他吞咽一口唾沫,期待著它能濡濕他干得令人驚訝的喉嚨——失敗了。他試著不去看那塊布著血珠的皮膚——失敗了。往外冒的血珠就像是白凈瓷杯上紅色的花瓣那般引人注目。
而弗里德里希,那漂亮的金發洋娃娃發出一聲與外表極其不符的笑聲,將身上的毯子往旁邊掀開。他意識到那冒著血珠的地方用麻瓜的手法紋著鐵門上一模一樣的圖案,那條毒蛇似乎時刻都會沖破她的皮膚,撲上來給他一口。
他用力地別開了頭。
弗里德里希在他邊上大笑,那高昂的笑聲之中夾雜著夏莉雅的笑聲——那個女人笑起來的聲音總是更低沉,更沙啞,聲音之中卻更像是藏著一條伺機而動的蛇。
夏莉雅有一雙蛇的眼睛,當它們認真凝望著你的時候你總能被她偶爾偽裝出來的溫和與戲謔麻痹。那是她的毒液,它會從你的眼睛里流淌進血液之中,最后隨著血液緩慢地流動,最后麻痹每一根神經。
他從不喜歡看她。
“我走了。”他聽見自己這么說。“奧古斯特在等我。”
說罷他便轉過身去,沖著他來時的方向邁開腳步。他本該就這么踩著滿地猩紅與金色走出去,相識他來到這兒來時候這般決絕,頭也不回。那兩個女人的笑聲應當被他拋之腦后,隨著漸遠的距離而就此消散。但他停住了。

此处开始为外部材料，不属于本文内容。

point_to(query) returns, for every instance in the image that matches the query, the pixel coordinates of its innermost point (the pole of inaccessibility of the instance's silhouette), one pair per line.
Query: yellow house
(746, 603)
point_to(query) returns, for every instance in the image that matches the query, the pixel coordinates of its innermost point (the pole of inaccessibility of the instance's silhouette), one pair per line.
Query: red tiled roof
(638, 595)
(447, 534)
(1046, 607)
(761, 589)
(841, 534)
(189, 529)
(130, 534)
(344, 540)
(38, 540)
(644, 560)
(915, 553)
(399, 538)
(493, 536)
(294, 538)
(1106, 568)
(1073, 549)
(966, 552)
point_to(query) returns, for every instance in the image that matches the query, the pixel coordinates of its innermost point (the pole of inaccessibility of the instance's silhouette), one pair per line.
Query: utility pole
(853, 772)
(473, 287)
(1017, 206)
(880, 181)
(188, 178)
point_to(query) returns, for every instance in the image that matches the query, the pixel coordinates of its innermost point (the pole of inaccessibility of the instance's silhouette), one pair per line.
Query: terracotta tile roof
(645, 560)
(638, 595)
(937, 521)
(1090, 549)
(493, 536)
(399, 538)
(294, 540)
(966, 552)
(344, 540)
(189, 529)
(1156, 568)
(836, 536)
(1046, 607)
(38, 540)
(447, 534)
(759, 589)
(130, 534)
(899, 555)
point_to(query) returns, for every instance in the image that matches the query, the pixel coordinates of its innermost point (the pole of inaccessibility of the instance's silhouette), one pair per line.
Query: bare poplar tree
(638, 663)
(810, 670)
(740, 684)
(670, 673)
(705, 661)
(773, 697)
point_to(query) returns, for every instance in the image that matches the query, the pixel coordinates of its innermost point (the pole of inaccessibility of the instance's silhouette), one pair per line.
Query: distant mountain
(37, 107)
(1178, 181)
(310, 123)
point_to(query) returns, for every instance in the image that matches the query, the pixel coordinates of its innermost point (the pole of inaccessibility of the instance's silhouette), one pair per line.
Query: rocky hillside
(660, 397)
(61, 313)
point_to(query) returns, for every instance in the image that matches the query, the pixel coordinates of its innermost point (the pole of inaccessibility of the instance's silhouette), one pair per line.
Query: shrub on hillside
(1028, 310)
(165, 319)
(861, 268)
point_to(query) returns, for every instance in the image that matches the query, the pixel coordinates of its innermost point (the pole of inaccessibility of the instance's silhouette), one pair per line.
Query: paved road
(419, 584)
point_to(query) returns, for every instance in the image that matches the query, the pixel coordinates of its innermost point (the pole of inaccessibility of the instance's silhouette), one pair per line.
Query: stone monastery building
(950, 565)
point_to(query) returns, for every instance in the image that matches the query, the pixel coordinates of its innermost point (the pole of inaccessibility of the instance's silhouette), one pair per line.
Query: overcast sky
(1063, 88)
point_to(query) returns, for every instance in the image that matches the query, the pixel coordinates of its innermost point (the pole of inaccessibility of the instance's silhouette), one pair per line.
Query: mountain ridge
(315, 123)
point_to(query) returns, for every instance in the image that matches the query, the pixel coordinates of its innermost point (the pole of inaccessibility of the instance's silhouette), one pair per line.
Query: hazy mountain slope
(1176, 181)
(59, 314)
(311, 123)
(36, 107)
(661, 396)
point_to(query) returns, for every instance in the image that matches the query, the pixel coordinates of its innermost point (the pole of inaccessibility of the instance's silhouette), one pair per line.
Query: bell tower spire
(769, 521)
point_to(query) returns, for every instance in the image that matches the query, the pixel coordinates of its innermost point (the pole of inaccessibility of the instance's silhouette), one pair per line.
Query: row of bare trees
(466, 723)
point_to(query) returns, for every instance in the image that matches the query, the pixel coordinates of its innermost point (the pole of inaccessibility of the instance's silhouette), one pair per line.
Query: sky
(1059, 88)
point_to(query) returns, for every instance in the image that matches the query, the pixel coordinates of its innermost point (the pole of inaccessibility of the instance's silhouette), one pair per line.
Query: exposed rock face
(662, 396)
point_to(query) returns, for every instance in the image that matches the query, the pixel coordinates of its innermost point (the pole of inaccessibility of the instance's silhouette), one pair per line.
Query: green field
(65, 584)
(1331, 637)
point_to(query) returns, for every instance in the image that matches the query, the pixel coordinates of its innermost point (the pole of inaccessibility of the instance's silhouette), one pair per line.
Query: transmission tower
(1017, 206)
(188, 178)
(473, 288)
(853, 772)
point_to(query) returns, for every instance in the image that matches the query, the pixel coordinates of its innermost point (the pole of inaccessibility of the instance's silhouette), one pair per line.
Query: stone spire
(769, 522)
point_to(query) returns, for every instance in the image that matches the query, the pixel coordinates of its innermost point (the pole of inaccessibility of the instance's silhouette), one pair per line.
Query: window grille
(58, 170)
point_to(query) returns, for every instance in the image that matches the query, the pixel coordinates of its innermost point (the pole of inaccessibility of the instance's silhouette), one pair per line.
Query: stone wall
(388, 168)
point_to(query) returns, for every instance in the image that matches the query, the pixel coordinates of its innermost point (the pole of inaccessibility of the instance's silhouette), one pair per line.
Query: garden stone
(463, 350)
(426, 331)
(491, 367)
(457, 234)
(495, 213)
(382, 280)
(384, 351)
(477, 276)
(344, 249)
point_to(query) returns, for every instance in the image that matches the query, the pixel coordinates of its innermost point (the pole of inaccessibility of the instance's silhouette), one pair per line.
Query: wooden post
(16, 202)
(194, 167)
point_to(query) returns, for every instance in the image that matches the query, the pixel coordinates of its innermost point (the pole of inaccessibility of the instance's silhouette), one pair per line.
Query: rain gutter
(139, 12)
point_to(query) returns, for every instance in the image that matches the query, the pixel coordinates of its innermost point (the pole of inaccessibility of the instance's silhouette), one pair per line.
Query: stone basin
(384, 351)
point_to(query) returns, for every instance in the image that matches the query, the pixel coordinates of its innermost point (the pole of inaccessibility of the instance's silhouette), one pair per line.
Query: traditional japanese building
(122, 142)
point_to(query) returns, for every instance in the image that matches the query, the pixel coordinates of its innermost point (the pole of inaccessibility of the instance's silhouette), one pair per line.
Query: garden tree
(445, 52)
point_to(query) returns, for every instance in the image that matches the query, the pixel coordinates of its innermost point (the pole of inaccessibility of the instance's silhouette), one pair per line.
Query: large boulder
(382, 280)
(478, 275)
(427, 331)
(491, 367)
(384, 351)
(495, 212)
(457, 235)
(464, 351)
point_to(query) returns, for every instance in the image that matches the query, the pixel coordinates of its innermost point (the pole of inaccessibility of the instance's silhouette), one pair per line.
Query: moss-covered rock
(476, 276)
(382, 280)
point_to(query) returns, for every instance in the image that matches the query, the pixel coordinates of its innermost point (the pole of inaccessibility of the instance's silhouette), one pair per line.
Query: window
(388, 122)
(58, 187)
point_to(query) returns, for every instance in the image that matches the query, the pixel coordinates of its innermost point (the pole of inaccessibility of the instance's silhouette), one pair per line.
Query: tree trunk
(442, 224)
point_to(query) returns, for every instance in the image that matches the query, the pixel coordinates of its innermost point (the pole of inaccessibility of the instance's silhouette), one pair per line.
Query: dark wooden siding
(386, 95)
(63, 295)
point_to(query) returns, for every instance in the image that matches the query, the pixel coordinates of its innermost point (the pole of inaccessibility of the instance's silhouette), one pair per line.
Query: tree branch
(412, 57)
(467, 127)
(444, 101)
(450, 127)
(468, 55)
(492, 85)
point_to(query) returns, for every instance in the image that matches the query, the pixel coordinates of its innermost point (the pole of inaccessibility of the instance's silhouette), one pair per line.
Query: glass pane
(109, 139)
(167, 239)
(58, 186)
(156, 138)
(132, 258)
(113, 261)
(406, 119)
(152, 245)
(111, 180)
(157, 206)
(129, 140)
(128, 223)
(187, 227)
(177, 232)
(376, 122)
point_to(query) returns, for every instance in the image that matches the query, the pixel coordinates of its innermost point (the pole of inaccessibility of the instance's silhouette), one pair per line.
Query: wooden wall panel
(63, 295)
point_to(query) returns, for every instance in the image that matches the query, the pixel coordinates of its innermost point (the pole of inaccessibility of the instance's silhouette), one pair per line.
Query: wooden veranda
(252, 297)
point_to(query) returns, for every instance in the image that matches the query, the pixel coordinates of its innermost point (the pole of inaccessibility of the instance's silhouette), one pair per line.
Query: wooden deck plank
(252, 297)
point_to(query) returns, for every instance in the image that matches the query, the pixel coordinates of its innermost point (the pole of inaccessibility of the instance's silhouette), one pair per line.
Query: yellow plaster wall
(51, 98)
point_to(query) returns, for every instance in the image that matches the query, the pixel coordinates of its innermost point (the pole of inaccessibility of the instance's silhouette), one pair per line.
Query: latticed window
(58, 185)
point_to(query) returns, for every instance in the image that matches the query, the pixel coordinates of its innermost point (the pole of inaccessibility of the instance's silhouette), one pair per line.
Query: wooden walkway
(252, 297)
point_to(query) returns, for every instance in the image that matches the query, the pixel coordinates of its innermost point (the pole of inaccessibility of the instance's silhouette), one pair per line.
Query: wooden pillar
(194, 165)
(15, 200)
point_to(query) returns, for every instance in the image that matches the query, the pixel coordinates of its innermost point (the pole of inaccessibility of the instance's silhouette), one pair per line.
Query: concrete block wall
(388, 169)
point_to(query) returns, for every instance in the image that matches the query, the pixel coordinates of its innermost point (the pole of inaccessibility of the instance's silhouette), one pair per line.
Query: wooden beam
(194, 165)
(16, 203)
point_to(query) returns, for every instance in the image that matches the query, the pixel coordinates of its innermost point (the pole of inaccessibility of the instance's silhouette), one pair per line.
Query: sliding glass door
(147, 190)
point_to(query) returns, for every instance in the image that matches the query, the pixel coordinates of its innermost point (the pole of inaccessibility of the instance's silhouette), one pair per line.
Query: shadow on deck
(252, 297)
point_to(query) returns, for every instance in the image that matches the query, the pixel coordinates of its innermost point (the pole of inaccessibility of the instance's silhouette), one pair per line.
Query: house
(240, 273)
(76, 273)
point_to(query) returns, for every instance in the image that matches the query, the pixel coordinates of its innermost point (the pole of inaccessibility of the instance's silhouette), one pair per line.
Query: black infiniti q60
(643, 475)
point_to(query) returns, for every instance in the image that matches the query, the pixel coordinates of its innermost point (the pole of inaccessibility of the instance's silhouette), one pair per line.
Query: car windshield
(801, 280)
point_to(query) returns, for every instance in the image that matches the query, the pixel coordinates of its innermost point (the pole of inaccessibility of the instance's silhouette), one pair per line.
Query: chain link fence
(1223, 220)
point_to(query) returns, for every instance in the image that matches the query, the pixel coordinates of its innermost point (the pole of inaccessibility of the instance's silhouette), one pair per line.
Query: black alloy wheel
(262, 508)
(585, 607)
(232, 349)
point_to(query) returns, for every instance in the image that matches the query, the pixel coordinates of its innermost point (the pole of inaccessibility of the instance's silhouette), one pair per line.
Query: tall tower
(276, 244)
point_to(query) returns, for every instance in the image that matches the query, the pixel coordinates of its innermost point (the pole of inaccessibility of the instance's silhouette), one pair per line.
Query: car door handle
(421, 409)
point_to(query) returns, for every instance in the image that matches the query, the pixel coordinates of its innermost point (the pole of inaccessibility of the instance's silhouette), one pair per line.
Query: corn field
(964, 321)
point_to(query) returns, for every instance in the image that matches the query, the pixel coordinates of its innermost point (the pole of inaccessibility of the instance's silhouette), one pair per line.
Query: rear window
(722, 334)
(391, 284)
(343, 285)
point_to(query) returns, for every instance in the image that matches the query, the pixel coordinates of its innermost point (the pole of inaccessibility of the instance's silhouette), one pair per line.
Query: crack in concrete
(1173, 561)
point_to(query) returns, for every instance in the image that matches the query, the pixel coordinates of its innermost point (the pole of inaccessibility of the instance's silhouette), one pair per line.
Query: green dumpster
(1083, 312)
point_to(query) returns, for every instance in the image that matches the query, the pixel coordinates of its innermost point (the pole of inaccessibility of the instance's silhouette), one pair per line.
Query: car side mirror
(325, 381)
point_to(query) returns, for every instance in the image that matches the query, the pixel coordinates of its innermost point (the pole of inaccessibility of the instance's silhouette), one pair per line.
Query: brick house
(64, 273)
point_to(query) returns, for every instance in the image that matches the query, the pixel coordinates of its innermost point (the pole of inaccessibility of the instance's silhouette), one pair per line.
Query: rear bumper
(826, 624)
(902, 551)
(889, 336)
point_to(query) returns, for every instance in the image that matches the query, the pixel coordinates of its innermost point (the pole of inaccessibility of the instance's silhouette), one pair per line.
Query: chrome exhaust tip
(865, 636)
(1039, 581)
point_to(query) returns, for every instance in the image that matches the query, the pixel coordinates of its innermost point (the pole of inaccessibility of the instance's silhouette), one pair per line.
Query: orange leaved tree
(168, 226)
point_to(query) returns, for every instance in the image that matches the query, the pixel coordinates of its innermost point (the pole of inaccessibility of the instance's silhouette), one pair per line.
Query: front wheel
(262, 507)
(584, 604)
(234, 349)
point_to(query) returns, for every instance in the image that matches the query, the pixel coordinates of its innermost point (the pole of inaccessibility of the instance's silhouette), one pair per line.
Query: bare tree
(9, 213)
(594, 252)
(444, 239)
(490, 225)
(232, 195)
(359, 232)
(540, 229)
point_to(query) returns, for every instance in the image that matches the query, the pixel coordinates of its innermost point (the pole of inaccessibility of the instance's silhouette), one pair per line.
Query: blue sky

“英雄救美而一無所有的滋味如何,小唐璜?”那個女人,童話里的女巫,蠱惑夏娃與亞當的毒蛇正輕聲笑著,身影如同群蛇曼舞。“她接受你,愛上你了嗎,海因里希?還是每天以淚洗面,哭著求你放她回去找那侮辱著純血家族名聲的韋斯萊?”